5 thoughts on “Prison Nation: Assume Nothing

  1. Anon

    State mental hospital populations are something like 5% of what they were 50 years ago. The (so-called) correctional system is housing a lot of the people who would have been hospitalized in the past.

  2. SHG

    Absolutely. That followed Geraldo’s making his bones on Willowbrook for warehousing the mentally ill.  While Pfaff I think uses this as a separate aspect, I see it as part of the overcriminalization/oversentencing issue. Rather than distinguish culpability by mens rea and diminished capacity, the mens rea requirement is watered down or eliminated, while diminished capacity is either ignored as a sentencing factor or eliminated by mandatory sentencing schemes. Either way, they end up in prison.

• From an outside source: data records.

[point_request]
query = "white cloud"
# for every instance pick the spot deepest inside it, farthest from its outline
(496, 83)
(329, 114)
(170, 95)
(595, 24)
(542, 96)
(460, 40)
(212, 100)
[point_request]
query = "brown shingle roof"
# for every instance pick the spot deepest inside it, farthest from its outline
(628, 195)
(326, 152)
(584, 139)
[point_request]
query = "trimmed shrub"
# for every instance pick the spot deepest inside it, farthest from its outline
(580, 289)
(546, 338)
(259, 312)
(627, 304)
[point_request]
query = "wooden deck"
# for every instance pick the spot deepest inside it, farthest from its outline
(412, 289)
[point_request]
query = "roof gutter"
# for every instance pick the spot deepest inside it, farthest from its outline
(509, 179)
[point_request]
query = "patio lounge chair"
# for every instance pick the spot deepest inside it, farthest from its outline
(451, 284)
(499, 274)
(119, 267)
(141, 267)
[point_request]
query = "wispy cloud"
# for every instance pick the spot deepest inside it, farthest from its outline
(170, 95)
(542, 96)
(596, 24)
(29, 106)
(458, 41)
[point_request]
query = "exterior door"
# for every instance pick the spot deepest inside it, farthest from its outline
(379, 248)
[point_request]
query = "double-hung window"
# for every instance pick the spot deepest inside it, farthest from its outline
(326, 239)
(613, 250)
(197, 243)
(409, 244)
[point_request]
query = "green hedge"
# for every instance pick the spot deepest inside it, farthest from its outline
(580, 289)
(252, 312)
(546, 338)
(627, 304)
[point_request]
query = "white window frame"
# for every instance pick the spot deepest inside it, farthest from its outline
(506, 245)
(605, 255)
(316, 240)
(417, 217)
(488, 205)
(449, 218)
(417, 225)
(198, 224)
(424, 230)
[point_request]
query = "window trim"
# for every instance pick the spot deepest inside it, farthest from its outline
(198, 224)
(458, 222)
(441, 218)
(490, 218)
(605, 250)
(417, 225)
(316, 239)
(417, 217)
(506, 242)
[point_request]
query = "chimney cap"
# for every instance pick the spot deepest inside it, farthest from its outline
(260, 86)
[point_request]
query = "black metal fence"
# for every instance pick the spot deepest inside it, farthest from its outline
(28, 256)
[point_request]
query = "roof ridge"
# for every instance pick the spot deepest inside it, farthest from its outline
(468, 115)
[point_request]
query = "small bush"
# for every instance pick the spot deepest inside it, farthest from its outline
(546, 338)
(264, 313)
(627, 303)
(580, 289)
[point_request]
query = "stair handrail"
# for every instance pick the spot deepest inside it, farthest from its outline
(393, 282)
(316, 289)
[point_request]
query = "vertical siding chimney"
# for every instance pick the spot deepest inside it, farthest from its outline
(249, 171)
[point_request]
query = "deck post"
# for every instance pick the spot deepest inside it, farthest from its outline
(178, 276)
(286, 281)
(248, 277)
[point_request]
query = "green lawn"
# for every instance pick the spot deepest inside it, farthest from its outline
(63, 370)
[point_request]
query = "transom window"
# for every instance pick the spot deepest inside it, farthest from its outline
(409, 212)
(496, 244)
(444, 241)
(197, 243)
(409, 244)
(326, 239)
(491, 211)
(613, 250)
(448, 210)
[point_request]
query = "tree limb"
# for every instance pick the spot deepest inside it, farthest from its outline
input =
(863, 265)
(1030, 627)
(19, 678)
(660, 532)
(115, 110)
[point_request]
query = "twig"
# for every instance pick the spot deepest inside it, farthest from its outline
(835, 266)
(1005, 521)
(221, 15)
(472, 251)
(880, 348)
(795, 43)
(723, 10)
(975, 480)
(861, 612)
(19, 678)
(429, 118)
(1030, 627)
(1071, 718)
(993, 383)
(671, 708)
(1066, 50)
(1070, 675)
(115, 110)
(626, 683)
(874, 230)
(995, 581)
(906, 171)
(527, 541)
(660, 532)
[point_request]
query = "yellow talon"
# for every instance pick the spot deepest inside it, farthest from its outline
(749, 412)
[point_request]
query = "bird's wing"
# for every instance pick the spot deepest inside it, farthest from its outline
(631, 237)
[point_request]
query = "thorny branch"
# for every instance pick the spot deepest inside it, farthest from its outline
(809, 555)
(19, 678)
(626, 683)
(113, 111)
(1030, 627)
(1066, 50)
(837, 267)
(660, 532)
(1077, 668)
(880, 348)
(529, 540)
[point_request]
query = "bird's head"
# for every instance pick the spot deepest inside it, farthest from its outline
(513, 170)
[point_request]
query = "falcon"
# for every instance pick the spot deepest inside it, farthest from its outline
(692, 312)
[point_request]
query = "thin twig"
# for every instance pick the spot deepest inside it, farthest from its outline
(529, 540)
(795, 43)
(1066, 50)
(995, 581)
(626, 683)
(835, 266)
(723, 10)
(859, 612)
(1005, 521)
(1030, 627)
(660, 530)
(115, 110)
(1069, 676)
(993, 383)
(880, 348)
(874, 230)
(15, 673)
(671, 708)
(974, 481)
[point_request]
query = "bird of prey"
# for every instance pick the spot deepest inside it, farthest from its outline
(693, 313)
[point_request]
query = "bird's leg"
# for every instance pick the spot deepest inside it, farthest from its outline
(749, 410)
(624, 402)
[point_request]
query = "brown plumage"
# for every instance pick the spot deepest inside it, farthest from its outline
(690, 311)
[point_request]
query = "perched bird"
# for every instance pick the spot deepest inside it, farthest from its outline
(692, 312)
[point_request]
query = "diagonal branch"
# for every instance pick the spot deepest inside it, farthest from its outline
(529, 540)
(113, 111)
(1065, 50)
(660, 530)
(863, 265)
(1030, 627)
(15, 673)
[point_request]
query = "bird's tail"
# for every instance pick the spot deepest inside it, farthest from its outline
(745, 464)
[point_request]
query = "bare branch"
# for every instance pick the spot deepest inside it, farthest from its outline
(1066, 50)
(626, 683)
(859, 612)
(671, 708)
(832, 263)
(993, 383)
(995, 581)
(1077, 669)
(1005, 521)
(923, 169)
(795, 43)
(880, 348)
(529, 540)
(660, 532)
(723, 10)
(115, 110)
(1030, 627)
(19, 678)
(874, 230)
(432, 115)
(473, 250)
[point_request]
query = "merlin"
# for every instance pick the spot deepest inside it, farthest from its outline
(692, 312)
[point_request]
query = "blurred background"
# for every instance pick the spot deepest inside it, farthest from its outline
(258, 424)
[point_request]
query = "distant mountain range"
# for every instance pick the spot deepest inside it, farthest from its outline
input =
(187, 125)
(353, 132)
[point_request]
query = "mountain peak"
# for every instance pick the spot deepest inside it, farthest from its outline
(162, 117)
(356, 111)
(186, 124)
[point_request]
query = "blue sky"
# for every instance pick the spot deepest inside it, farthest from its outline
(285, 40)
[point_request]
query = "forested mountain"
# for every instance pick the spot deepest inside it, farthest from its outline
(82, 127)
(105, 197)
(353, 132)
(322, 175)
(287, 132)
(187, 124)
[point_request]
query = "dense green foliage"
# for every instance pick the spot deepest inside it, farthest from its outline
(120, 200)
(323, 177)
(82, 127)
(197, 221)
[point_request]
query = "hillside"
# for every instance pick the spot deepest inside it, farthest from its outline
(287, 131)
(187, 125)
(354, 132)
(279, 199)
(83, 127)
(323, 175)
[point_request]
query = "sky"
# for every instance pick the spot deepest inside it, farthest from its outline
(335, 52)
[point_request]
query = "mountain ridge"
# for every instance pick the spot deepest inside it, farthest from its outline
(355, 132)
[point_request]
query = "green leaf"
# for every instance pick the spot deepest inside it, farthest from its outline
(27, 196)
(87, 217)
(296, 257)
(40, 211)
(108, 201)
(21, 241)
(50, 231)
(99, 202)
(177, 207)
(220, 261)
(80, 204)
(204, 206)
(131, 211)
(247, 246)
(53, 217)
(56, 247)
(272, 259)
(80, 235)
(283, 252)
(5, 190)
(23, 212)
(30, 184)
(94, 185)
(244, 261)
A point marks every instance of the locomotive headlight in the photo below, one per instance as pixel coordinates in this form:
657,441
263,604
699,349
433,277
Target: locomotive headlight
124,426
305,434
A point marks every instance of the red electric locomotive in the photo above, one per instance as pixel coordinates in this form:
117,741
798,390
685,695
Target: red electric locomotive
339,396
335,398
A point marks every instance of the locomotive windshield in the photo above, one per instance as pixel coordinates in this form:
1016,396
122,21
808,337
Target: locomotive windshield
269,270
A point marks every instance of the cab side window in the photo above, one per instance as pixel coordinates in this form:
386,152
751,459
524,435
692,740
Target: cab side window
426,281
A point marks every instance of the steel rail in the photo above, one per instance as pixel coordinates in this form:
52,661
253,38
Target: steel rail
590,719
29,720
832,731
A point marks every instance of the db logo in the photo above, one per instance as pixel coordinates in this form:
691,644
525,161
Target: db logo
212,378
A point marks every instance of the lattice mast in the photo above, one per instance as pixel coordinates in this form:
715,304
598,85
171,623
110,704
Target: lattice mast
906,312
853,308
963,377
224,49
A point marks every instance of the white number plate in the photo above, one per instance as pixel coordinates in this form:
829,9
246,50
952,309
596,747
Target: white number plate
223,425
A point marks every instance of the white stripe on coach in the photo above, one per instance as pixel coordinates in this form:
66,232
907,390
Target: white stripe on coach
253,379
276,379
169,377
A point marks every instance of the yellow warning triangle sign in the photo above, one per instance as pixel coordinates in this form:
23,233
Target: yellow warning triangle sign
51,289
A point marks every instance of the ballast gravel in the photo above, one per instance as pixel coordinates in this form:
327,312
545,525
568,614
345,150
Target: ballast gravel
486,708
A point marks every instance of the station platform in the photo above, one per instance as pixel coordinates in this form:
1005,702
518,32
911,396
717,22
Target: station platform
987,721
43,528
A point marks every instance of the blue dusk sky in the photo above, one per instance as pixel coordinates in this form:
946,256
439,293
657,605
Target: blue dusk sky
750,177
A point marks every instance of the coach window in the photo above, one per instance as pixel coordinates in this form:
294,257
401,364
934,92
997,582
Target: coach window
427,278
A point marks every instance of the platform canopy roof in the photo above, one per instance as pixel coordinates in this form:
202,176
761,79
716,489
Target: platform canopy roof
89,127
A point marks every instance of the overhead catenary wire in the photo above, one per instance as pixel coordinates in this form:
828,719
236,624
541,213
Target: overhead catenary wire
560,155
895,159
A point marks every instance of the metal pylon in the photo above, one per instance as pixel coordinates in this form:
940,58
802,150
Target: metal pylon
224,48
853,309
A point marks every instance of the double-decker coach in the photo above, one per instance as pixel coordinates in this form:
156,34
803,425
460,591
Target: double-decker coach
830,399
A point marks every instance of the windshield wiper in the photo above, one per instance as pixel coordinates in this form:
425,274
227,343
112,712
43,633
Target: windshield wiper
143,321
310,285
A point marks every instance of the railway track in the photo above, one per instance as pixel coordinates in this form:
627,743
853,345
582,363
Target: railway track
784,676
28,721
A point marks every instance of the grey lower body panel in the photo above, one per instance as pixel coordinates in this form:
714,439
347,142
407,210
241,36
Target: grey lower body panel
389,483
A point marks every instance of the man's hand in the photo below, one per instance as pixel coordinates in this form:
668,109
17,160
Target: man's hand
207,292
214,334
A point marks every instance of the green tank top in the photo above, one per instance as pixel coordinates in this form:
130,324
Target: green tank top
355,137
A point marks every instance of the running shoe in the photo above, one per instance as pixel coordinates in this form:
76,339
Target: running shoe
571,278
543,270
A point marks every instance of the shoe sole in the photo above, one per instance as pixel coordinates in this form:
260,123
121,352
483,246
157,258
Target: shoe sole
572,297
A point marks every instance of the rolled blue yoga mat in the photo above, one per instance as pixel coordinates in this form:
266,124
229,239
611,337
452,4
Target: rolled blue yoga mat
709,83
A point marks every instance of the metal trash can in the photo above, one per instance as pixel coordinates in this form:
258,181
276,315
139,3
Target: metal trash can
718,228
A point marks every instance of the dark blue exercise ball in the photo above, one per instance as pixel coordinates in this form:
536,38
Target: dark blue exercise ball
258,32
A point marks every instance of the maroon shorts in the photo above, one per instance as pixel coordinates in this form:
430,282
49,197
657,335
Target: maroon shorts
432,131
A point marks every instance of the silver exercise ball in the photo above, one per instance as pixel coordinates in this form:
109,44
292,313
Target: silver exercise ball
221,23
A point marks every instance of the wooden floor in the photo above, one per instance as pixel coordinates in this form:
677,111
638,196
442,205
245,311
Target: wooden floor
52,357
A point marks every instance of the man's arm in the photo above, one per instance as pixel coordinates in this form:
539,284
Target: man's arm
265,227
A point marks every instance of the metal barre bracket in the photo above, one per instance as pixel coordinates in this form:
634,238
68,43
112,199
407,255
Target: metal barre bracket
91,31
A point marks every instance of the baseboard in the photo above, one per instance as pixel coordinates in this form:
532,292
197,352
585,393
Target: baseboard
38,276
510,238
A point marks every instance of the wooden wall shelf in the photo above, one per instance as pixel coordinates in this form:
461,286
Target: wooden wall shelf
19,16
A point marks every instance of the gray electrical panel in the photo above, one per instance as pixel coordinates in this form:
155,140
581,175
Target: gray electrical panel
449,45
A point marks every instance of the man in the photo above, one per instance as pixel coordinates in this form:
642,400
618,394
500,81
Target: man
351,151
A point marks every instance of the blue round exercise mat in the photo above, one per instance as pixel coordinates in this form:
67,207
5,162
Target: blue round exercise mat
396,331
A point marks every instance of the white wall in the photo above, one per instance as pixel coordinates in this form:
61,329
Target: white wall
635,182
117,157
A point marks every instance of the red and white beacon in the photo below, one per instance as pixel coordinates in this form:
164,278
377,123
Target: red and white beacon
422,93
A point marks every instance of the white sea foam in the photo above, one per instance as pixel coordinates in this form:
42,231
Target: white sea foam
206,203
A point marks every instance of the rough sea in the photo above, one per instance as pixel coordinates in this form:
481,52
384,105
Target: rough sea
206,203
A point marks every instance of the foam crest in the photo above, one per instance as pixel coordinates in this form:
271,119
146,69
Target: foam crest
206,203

    The warehousing of the mentally ill was horrible. The release was also problematic for its failure to address the ramifications. The sentencing returns us back to the asylum days, just substituting prisons for mental institutions. Progress at its best.

  3. Paul B.

    There’s also the resurgence of debtors’ prisons–in practice if not in name. Lots of people locked up for not paying child support or alimony. Also poor people getting cited for ordinance violations, traffic tickets etc. who are put on probation to pay a fine and can’t pay and are thus locked up for “probation violation.” I see this all the time and it is appalling.

  4. John Neff

    Several year ago I prepared a chart comparing the number of Iowa mental hospital inpatients with the Iowa prison inmates. 

     

    What happened in Iowa and probably in other states is because of the influence of federal funding on state funding. Eisenhower was very concerned about the amount of money spent on mental hospitals and he had a commission study the matter. About the same time it was possible to control some type of mental illness with drugs. As a consequence MH populations peaked in 1955. Kennedy tried and failed to get funding for local MH treatment but Johnson was able to get the funding and the mentally ill were rapidly moved out of state mental hospitals. On of the reasons is that the federal funds could be used in local facilities but not state facilities. Reagan was able to reduce the funding for local MH treatment an the mentally ill started showing up on the streets and in the jails and prisons.

    This is the only chart on this subject that I know of and I would like to see one for another state. My guess is that it would be similar.